La indignación ante la desinformación del Gobierno llevó a miles de personas a concentrarse pacíficamente ante las sedes del PP durante la jornada de reflexión; fue, sin duda, una vulneración de las normas que deben regir para una jornada previa a la electoral, pero ese sábado 13 nadie fue inocente de nada. Poderosos e influyentes medios de comunicación afines al Gobierno, en la mismísima jornada de reflexión, sostenían en sus editoriales la necesidad de obtener una mayoría absoluta del PP y las comparecencias y declaraciones de los miembros del Gobierno estuvieron muy lejos de ser neutrales. La percepción de que el Gobierno estaba desinformando para intentar ganar las elecciones, en incremento desde el viernes 12 por la mañana, prendió como la pólvora durante el sábado. Se perdieron los nervios, se perdieron las formas democráticas, pero cuando se tiene la percepción de que en el juego democrático se está haciendo trampa -y, para colmo, la hacía el más poderoso de los jugadores- las formas no son una prioridad de la calle, lo que prima es la necesidad de que se reponga aquello que se cree justo.
Salir a la calle para exigir saber la verdad sobre un suceso que todavía nos ahogaba el corazón se convirtió en una reacción de muchos que influyó a muchos más. El sábado, muchos españoles se fueron a dormir muy tarde e irritados por las dos apariciones patéticas e inadmisibles -por su estilo y contenido- de Rajoy y Zaplana en televisión. También apareció Alfredo Pérez Rubalcaba, portavoz socialista, forzado a manifestarse públicamente y exigir información veraz y serenidad ante la perseverancia del Gobierno en la desinformación y ante las graves descalificaciones y acusaciones vertidas por Rajoy y otros en contra del partido socialista.

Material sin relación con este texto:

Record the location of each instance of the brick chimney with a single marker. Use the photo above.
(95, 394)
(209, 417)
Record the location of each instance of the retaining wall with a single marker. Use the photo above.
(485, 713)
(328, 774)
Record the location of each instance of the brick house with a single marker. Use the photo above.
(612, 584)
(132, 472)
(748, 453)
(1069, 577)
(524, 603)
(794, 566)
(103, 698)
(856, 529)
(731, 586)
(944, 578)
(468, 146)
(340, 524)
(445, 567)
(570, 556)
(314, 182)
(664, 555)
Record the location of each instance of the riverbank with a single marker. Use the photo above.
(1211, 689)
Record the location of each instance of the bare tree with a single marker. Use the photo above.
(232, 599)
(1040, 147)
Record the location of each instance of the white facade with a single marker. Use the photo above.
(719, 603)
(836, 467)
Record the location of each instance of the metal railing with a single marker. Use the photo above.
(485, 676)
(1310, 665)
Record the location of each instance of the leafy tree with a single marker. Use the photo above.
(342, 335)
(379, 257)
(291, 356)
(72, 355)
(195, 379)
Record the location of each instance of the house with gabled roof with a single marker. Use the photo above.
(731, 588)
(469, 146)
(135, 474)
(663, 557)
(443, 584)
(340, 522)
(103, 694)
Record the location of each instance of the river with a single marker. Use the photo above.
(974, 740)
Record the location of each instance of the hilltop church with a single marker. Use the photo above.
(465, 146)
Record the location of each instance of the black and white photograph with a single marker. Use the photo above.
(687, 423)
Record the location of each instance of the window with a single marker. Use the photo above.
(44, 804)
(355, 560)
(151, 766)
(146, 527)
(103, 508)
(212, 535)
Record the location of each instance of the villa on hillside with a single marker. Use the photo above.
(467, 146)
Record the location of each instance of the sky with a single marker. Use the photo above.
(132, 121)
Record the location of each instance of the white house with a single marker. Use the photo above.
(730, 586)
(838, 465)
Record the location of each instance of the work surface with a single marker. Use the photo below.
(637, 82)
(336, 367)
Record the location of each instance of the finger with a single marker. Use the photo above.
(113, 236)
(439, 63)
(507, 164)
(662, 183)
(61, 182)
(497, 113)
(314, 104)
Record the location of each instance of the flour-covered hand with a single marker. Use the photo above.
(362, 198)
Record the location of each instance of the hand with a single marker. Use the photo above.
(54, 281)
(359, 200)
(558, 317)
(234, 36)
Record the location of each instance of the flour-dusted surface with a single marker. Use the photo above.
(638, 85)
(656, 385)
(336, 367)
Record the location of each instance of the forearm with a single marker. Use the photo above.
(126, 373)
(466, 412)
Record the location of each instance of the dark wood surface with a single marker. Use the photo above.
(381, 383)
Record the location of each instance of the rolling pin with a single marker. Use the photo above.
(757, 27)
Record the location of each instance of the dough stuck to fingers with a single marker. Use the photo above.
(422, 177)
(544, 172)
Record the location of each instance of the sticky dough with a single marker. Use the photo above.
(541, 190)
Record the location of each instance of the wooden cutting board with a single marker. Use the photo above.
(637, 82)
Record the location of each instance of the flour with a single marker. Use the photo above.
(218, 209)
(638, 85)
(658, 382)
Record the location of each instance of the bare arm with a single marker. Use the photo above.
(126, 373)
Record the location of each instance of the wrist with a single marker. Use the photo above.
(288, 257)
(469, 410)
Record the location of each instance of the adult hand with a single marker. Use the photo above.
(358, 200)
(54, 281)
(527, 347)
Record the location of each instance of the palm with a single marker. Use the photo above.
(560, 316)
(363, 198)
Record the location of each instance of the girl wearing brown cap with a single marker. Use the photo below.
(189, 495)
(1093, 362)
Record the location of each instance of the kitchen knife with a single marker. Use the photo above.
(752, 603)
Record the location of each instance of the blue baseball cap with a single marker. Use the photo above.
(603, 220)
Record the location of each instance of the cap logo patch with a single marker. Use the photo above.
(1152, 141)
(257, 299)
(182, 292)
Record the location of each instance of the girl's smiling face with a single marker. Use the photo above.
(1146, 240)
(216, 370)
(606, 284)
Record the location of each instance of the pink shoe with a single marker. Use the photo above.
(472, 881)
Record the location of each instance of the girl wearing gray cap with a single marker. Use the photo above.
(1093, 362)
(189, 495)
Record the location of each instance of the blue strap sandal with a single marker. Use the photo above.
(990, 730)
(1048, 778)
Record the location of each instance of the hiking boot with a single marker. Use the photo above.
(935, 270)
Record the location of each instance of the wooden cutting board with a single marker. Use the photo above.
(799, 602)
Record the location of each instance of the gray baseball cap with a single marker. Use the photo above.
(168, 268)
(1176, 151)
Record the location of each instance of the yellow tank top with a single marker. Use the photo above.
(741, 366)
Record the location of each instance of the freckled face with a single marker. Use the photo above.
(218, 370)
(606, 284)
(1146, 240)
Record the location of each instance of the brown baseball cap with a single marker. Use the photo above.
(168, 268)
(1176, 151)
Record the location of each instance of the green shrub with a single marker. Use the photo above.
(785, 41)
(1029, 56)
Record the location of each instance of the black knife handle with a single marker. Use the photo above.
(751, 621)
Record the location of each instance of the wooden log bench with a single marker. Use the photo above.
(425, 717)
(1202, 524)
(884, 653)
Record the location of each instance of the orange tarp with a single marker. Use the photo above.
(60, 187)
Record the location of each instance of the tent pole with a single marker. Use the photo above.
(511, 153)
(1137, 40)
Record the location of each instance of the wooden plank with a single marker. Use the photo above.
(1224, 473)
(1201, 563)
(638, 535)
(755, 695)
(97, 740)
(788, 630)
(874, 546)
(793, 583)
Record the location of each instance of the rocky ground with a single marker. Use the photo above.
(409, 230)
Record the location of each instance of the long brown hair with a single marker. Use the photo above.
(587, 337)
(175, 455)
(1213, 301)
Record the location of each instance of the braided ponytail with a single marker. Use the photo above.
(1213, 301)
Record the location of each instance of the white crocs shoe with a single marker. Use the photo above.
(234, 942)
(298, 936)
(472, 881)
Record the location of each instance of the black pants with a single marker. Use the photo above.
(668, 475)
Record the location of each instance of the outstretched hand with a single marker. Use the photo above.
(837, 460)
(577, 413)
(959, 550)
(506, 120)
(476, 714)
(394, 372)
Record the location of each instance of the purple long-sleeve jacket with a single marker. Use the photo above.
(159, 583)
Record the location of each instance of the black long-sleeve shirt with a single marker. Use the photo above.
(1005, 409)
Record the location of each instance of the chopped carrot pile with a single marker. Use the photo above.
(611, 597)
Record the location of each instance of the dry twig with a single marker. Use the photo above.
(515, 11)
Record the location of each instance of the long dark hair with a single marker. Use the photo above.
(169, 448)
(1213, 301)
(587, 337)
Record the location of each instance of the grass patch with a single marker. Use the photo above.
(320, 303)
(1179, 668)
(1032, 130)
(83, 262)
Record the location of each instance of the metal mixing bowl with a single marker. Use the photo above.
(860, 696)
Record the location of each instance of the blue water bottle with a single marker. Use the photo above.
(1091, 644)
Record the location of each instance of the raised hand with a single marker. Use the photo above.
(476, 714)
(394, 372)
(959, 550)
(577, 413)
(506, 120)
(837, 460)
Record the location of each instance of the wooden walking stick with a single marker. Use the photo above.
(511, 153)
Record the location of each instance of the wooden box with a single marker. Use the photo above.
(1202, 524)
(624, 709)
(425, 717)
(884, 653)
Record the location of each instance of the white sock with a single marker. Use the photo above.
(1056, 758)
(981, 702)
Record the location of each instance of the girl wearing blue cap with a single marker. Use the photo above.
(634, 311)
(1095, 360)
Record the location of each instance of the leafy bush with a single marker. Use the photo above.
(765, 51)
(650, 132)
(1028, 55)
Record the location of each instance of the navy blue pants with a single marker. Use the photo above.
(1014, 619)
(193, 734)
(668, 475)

En ninguna otra jornada de reflexión los españoles debieron reflexionar tanto como en ésta, quizá no lo hicieran serenos de ánimo, pero al día siguiente se acudió a las urnas en masa y con ganas, cada uno de lo suyo, pero con ganas, sin la apatía y rutina típica de la mayoría de las jornadas electorales. El PP mantuvo a su electorado activado, con más de nueve millones y medio de votos, que es una base social muy importante. El PSOE, con casi once millones de votos, también convenció a los suyos de la necesidad de acudir a las urnas, pero también se benefició de una porción notable de voto útil -de votantes de otros partidos que ahora presta-ban su apoyo al candidato con más posibilidades- y de un voto ausente, del voto de decenas de miles de personas que no hubieran ido a votar en circunstancias normales, pero que se vieron impulsadas a hacerlo a consecuencia de la zafia campaña de desinformación del Gobierno del PP.
Las consecuencias sociopolíticas de los escasos tres minutos que duró la masacre perpetrada en Madrid, entre las 07.39 y 07.42 horas del día 11 de marzo de 2004, fueron cambiando el punto de vista de millones de españoles a lo largo de tres días, el 11, 12 y 13 de marzo, en los que el Gobierno disparó propaganda en lugar de aportar información.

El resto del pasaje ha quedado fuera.